According to scientists, the Thwaites Glacier, which is as enormous as the size of Florida, is on the edge of melting so quickly that it could result to catastrophic global sea level rises. This glacier is one of five recently identified as unstable Antarctic glaciers, which have doubled their rate of ice loss in just six years.
In the worst-case scenario the ice from the Thwaites Glacier alone could raise global sea levels by as much as half a metre (20 inches) in as little as 150 years.
The glacier covers 70,000 square miles and it’s likely to accelerate its flow into the ocean. Once it begins melting, its will become an unstoppable process, raising sea levels at a much higher rate than previously estimated, researchers from the Georgia Institute of Technology, Nasa Jet Propulsion Laboratory, and the University of Washington said after using computer models to forecast how the glacier’s instability could affect the rate of ice it sheds.
Moreover, the scientists alerted that by the time the tipping point is reached, the reduction of global temperatures won’t play any changing role, as the glacier’s flow into the sea would be unstoppable.

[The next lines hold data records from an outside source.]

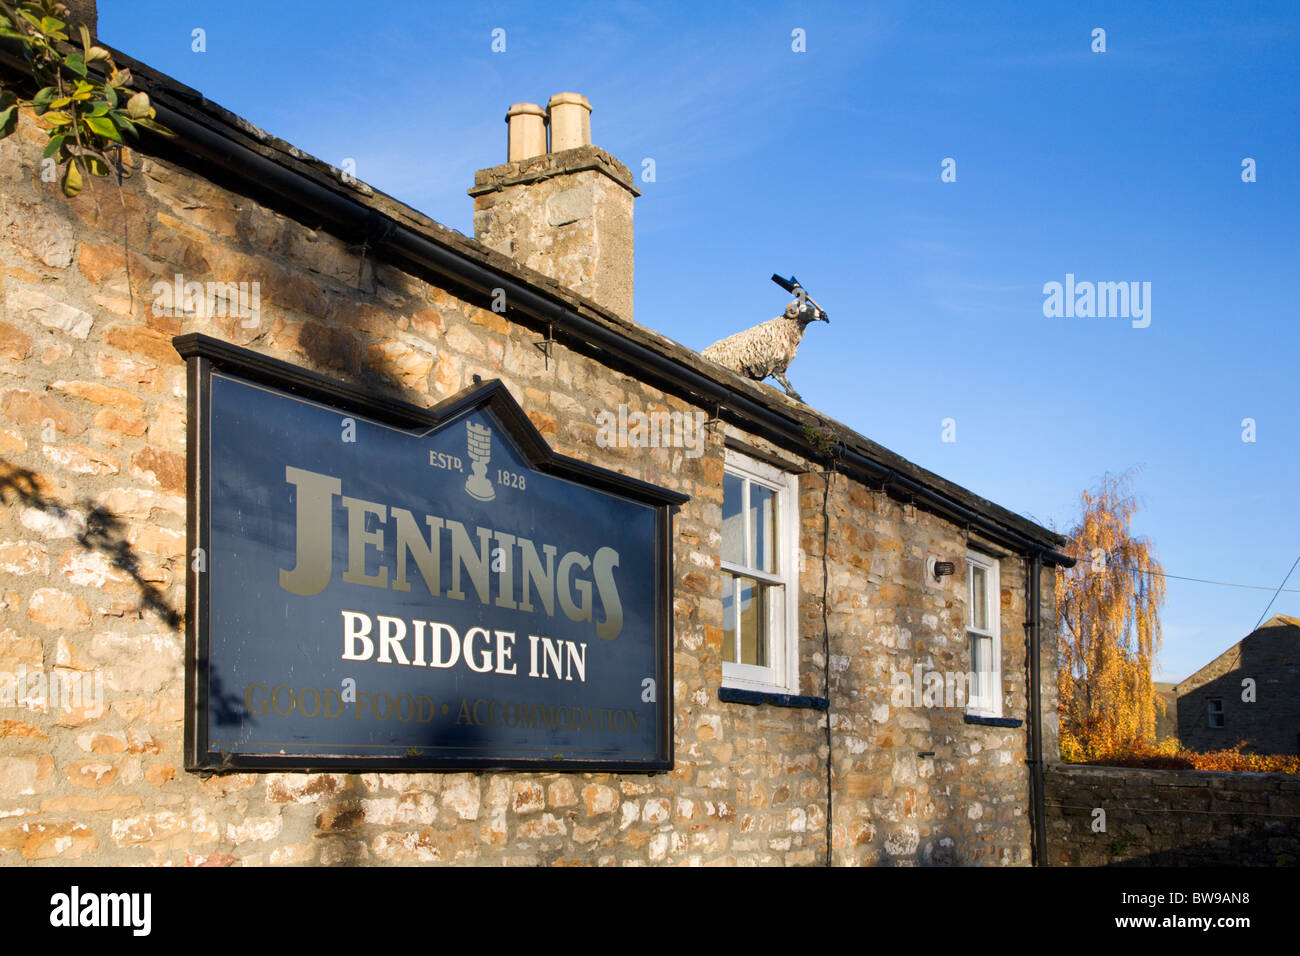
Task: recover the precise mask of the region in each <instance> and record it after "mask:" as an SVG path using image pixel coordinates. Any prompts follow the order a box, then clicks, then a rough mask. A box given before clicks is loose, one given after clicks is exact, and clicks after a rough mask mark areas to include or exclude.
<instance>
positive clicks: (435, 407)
mask: <svg viewBox="0 0 1300 956" xmlns="http://www.w3.org/2000/svg"><path fill="white" fill-rule="evenodd" d="M173 346H174V347H175V350H177V352H179V355H181V356H182V358H183V359H185V360H186V381H187V412H188V415H187V453H186V458H187V466H186V471H187V473H186V494H187V502H188V510H187V522H186V649H185V663H186V670H185V700H186V711H185V748H183V749H185V767H186V770H187V771H195V773H201V774H208V773H214V771H248V770H266V771H272V770H274V771H307V773H363V771H376V770H383V771H407V773H424V771H458V770H459V771H464V770H485V769H521V770H523V769H526V770H536V771H573V773H577V771H604V773H651V774H653V773H666V771H671V770H672V769H673V675H672V649H673V613H672V594H673V535H672V523H673V515H675V512H676V510H677V509H679V507H680V506H681V505H684V503H685V502H686V501H689V499H690V498H689V496H685V494H681V493H677V492H672V490H668V489H664V488H660V486H658V485H653V484H650V483H646V481H641V480H637V479H632V477H627V476H624V475H620V473H617V472H615V471H610V470H607V468H601V467H598V466H593V464H589V463H586V462H581V460H578V459H573V458H568V457H565V455H559V454H556V453H555V451H552V450H551V447H550V445H549V444H547V442H546V440H545V438H543V437H542V434H541V433H539V432H538V431H537V428H536V427H534V425H533V423H532V421H530V420H529V418H528V415H526V414H525V412H524V410H523V408H521V407H520V406H519V403H517V402H516V401H515V399H513V397H511V394H510V392H508V390H507V389H506V386H504V385H503V384H502V382H500V381H499V380H491V381H485V382H482V384H476V385H473V386H469V388H467V389H463V390H461V392H459V393H456V394H455V395H451V397H450V398H447V399H445V401H443V402H439V403H438V405H435V406H433V407H430V408H421V407H420V406H416V405H411V403H407V402H400V401H396V399H390V398H385V397H382V395H380V394H376V393H372V392H367V390H363V389H360V388H356V386H354V385H348V384H346V382H339V381H335V380H331V378H329V377H326V376H322V375H318V373H315V372H309V371H307V369H303V368H299V367H296V365H292V364H290V363H286V362H281V360H278V359H272V358H268V356H265V355H261V354H259V352H255V351H251V350H248V349H242V347H239V346H234V345H230V343H227V342H222V341H220V339H216V338H212V337H209V336H203V334H198V333H190V334H185V336H178V337H175V338H173ZM213 372H221V373H226V375H230V376H235V377H238V378H242V380H244V381H247V382H252V384H255V385H263V386H266V388H270V389H276V390H278V392H283V393H287V394H290V395H294V397H299V398H303V399H307V401H309V402H316V403H320V405H325V406H329V407H331V408H335V410H338V411H342V412H350V414H355V415H361V416H365V418H368V419H373V420H376V421H380V423H383V424H387V425H391V427H395V428H403V429H413V428H421V429H432V428H435V427H438V425H439V424H442V423H446V421H448V420H451V419H455V418H458V416H460V415H463V414H464V412H467V411H468V410H473V408H482V407H486V408H489V410H490V411H491V412H493V414H494V415H495V416H497V418H498V419H499V420H500V421H502V424H503V425H504V427H506V428H507V429H508V432H510V434H511V438H512V440H513V441H515V444H516V445H517V446H519V449H520V450H521V451H523V454H524V457H525V458H526V459H528V462H529V464H530V466H532V467H533V468H534V470H536V471H538V472H542V473H547V475H554V476H556V477H562V479H567V480H571V481H576V483H578V484H581V485H585V486H588V488H593V489H598V490H603V492H610V493H614V494H617V496H621V497H624V498H629V499H632V501H636V502H641V503H646V505H651V506H654V510H655V532H654V536H655V557H654V566H655V575H654V576H655V597H654V605H655V609H654V613H655V618H656V626H655V637H654V640H655V649H654V656H655V661H656V670H658V674H659V675H662V680H660V682H659V683H658V685H656V698H655V710H654V714H655V724H656V731H658V734H656V737H658V741H659V748H658V753H656V754H655V756H654V757H653V758H651V760H636V761H628V760H593V758H563V757H560V756H559V754H554V756H551V757H541V758H536V760H534V758H519V757H502V758H494V757H456V758H450V757H447V756H445V754H420V756H409V754H389V756H372V754H357V753H337V754H285V756H270V754H250V753H240V752H233V750H220V752H212V750H209V741H211V737H209V727H208V719H209V698H208V691H209V680H208V678H209V666H211V658H209V649H211V641H209V635H211V630H209V627H211V615H209V610H211V604H209V602H211V592H209V575H208V574H207V571H205V567H203V570H200V566H199V564H198V562H196V561H194V559H192V558H194V555H204V557H205V558H207V557H216V555H212V550H211V546H212V542H211V524H209V511H211V506H209V501H211V492H212V455H211V451H212V432H211V427H212V421H211V414H212V373H213Z"/></svg>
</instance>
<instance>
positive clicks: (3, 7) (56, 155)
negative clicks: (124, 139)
mask: <svg viewBox="0 0 1300 956" xmlns="http://www.w3.org/2000/svg"><path fill="white" fill-rule="evenodd" d="M65 16H66V10H65V8H64V7H62V4H59V3H56V1H55V0H21V1H19V3H12V0H10V3H5V4H3V5H0V36H8V38H12V39H17V40H18V42H19V43H21V46H22V52H23V56H25V57H26V60H27V65H29V69H30V72H31V75H32V77H34V78H35V81H36V86H38V87H40V88H39V90H38V92H36V94H35V96H32V98H31V100H30V101H25V100H19V99H18V98H17V96H16V95H14V94H12V92H8V91H3V90H0V139H3V138H4V137H8V135H10V134H12V133H13V131H14V129H17V125H18V111H19V108H21V107H23V105H30V107H31V109H32V112H34V113H35V114H36V116H40V117H43V118H44V124H45V125H47V126H48V130H47V135H48V142H47V144H45V148H44V152H43V153H42V155H43V157H44V159H51V157H57V160H59V163H60V164H62V165H64V176H62V193H64V195H65V196H68V198H69V199H72V198H73V196H75V195H78V194H79V193H81V191H82V189H83V187H85V185H86V179H85V174H87V173H88V174H90V176H99V177H107V176H109V174H110V173H112V169H113V161H112V160H110V159H109V157H110V155H112V152H113V150H120V148H121V144H122V135H123V134H126V135H131V137H138V135H139V129H140V127H143V129H147V130H149V131H152V133H157V134H160V135H165V137H170V135H174V134H173V133H172V130H169V129H166V127H165V126H162V125H161V124H159V122H157V121H156V120H155V117H156V116H157V113H156V111H155V109H153V104H152V103H151V101H149V98H148V94H146V92H139V91H135V90H131V83H133V82H134V79H133V77H131V72H130V70H120V69H118V68H117V64H114V62H113V57H112V55H110V53H109V52H108V51H107V49H104V48H103V47H96V46H92V42H91V35H90V30H87V29H86V26H85V25H83V23H75V25H73V23H69V22H68V21H66V20H64V18H62V17H65ZM70 34H72V35H75V36H77V39H79V40H81V49H79V51H70V49H69V48H68V46H65V44H66V43H69V35H70ZM123 100H125V105H123Z"/></svg>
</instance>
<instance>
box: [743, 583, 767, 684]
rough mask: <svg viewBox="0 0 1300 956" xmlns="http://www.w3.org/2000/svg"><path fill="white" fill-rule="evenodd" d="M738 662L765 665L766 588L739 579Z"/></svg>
mask: <svg viewBox="0 0 1300 956" xmlns="http://www.w3.org/2000/svg"><path fill="white" fill-rule="evenodd" d="M740 662H741V663H751V665H754V666H755V667H767V666H768V663H767V588H766V587H764V585H762V584H759V583H758V581H755V580H754V579H753V578H741V579H740Z"/></svg>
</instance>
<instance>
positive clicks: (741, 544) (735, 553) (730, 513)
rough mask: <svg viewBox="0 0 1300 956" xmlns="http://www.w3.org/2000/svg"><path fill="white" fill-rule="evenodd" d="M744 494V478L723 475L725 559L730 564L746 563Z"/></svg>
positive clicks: (723, 536) (744, 486) (723, 504)
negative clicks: (741, 510) (741, 509)
mask: <svg viewBox="0 0 1300 956" xmlns="http://www.w3.org/2000/svg"><path fill="white" fill-rule="evenodd" d="M744 494H745V480H744V479H741V477H737V476H736V475H724V476H723V561H725V562H727V563H728V564H744V563H745V524H744V516H742V515H741V509H742V507H744V506H745V505H744Z"/></svg>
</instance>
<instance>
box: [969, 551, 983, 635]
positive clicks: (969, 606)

As the study’s leader Alex Robel, an assistant professor in Georgia Tech’s School of Earth and Atmospheric Sciences stated
If you trigger this instability, you don’t need to continue to force the ice sheet by cranking up temperatures. It will keep going by itself, and that’s the worry. Climate variations will still be important after that tipping point because they will determine how fast the ice will move.
In the meantime, NASA scientist, Helene Seroussi, added that Thwaites Glacier, after reaching its tipping point could lose all of its ice in a period of 150 years. This would result to the sea level increasing about half a metre. For instance, up to now, the sea level is 20cm, and is blamed for the increase of coastal flooding.
Additionally, Antarctica holds big quantities of ice, almost 90% of all ice in the world. On the contrary to the Arctic, Antarctica’s most of the ice is out of the water and on land. Therefore, the possibility of its ice collapsing presents challenging future scenarios for sea level rise.
As Dr Robel reported
You want to engineer critical infrastructure to be resistant against the upper bound of potential sea level scenarios a hundred years from now. It can mean building your water treatment plants and nuclear reactors for the absolute worst-case scenario, which could be two or three feet of sea level rise from Thwaites Glacier alone, so it’s a huge difference.
As a result the collapse of its ice sheets presents more serious future scenarios for sea level rise – while in the Arctic, 90 per cent of an iceberg’s mass is already underwater. When its ice melts, the volume shrinks, resulting in little change in sea level.